Fig 01 - Architecture
BigID is a microservices- based solution leveraging Docker containers and Kubernetes. It is available both in-cloud and on-premises and has an architecture illustrated in Figure 1, the key point about which is that multiple scanners can be deployed in parallel. These scanners can be directed to different data sources or, where appropriate, against a single source, focused on a specific schema.
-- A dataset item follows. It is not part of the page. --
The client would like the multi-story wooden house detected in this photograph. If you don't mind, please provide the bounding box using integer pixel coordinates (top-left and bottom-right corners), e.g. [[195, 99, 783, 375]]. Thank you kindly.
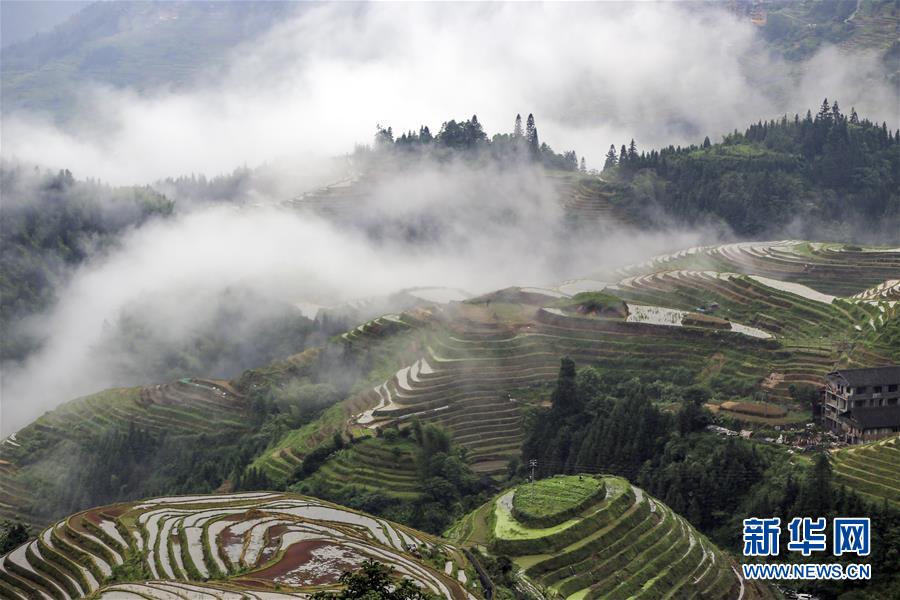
[[822, 366, 900, 443]]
As far as the actual process of discovering sensitive data is concerned, the software uses different algorithms, depending on the source, examining both the data itself and metadata. For structured data it uses correlation-based machine learning and metadata enrichment, and for unstructured data employs a neural network based on name or entity-based recognition algorithms, as well as document classifiers, with file cluster analysis planned. This allows you to apply weightings to metadata features and to calculate confidence thresholds which are fed back into the machine learning process. There is a library of some 60+ classifiers provided out of the box, including document classifiers, and this will be augmented during Q1 2020 by the addition of a cluster analysis algorithm. This will bring a level of structuring to what are otherwise unstructured environments and it will, in due course, be used to support sampling. Tags can be added to discovered data that can be leveraged by third-party policy-based solutions.
Fig 02 - Privacy-centric data intelligence
BigID actually describes itself as providing “privacy-centric data intelligence”. To that end it provides some significant dashboarding and reporting of its own, illustrated in Figure 2. This (partial) screenshot illustrates the data flows tool, which supports Article 30 of GDPR (records of processing activities) as well as providing data lineage. With respect to other capabilities note the “global risk” score highlighted in the panel to the left. Other options include the policy screen where you can set relevant policies, tools to investigate breaches, DSAR request capabilities, a metadata catalogue and general dashboarding capabilities. There are facilities provided to identify both potential policy breaches and high-risk data sources (and who is using them).
In addition to the dashboards and other tools provided directly by BigID, the environment also integrates with third-party environments such as Tableau and Qlik, as well as with Azure Information Protection.